In the present study, we first examined the differential expression levels of RAI14 in GC compared to normal gastric tissues. Bioinformatics prediction results based on the TCGA and GEO data showed that RAI14 mRNA level was significantly overexpressed in GC tissues than that in normal gastric tissues. Subsequently, our immunohistochemical results validated the predictive findings. The high positive rate of RAI14 staining in GC was 63.2% (43 out of 68). Compared to that in the matched normal tissues, the expression level of RAI14 protein in GC was dramatically higher. All these results suggested that RAI14 gene might act as an oncogene in promoting GC occurrence and development.

Then, the potentially prognostic significance of RAI14 expression levels in GC patients was investigated. First, results of chi-square test showed that differential expression level of RAI14 protein was dramatically related to the age, tumor location, tumor size, N stage, and TNM stage of GC patients. Second, through mining the TCGA database and Kaplan-Meier Plotter online website, we found that compared to those with RAI14 low mRNA expression levels, GC patients with RAI14 high mRNA expression levels had remarkably lower time for both OS and DFS. Moreover, based on the real results of immunohistochemical staining, Kaplan-Meier univariate and Cox multivariate survival analyses were performed including the RAI14 expression levels and patients’ clinicopathological parameters. Kaplan-Meier survival analysis found RAI14 differential expression levels, age, tumor location, tumor size, histological differentiation, T stage, N stage, and TNM stage were the important parameters affecting the survival time of GC patients. Further, Cox multivariate survival analysis were done and indicated that high expression of RAI14 was the only independent predictor of unfavorable prognosis in GC patients. All these findings suggested that the high expression of RAI14 could be used as an independent predictor to indicate the poor prognosis of GC patients and RAI14 might be one of the key target genes involved in the growth and metastasis of GC.

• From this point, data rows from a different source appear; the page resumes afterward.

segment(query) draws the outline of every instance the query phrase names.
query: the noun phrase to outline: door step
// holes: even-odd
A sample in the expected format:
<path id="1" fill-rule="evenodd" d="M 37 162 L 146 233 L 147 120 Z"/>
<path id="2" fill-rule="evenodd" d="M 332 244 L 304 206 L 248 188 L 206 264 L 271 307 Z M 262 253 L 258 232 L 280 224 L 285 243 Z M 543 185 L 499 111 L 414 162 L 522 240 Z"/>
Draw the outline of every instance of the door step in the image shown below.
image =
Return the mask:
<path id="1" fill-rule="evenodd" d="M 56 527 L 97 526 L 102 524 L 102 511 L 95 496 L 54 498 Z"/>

Admittedly, there were some limitations in our present study. First, there were only 68 cases of GC tissues collected in this study, which was a small sample size. Therefore, a larger sample size is needed for future validation. Second, some clinical information that was missing for the GC patients, such as DFS, tumor biomarkers CEA and CA199 data, might influence the depth and breadth of statistical analysis. Third, this study focused on the expression and prognostic significance of RAI14 in GC, but its detailed molecular mechanism was not further explored. All these limitations should be improved and investigated in future studies.

Conclusions

Our study demonstrated that RAI14 gene was highly expressed in GC and high expression of RAI14 could serve as an independent parameter to indicate the unfavorable prognosis of GC patients. RAI14 may be a potential new therapeutic target for GC in the future.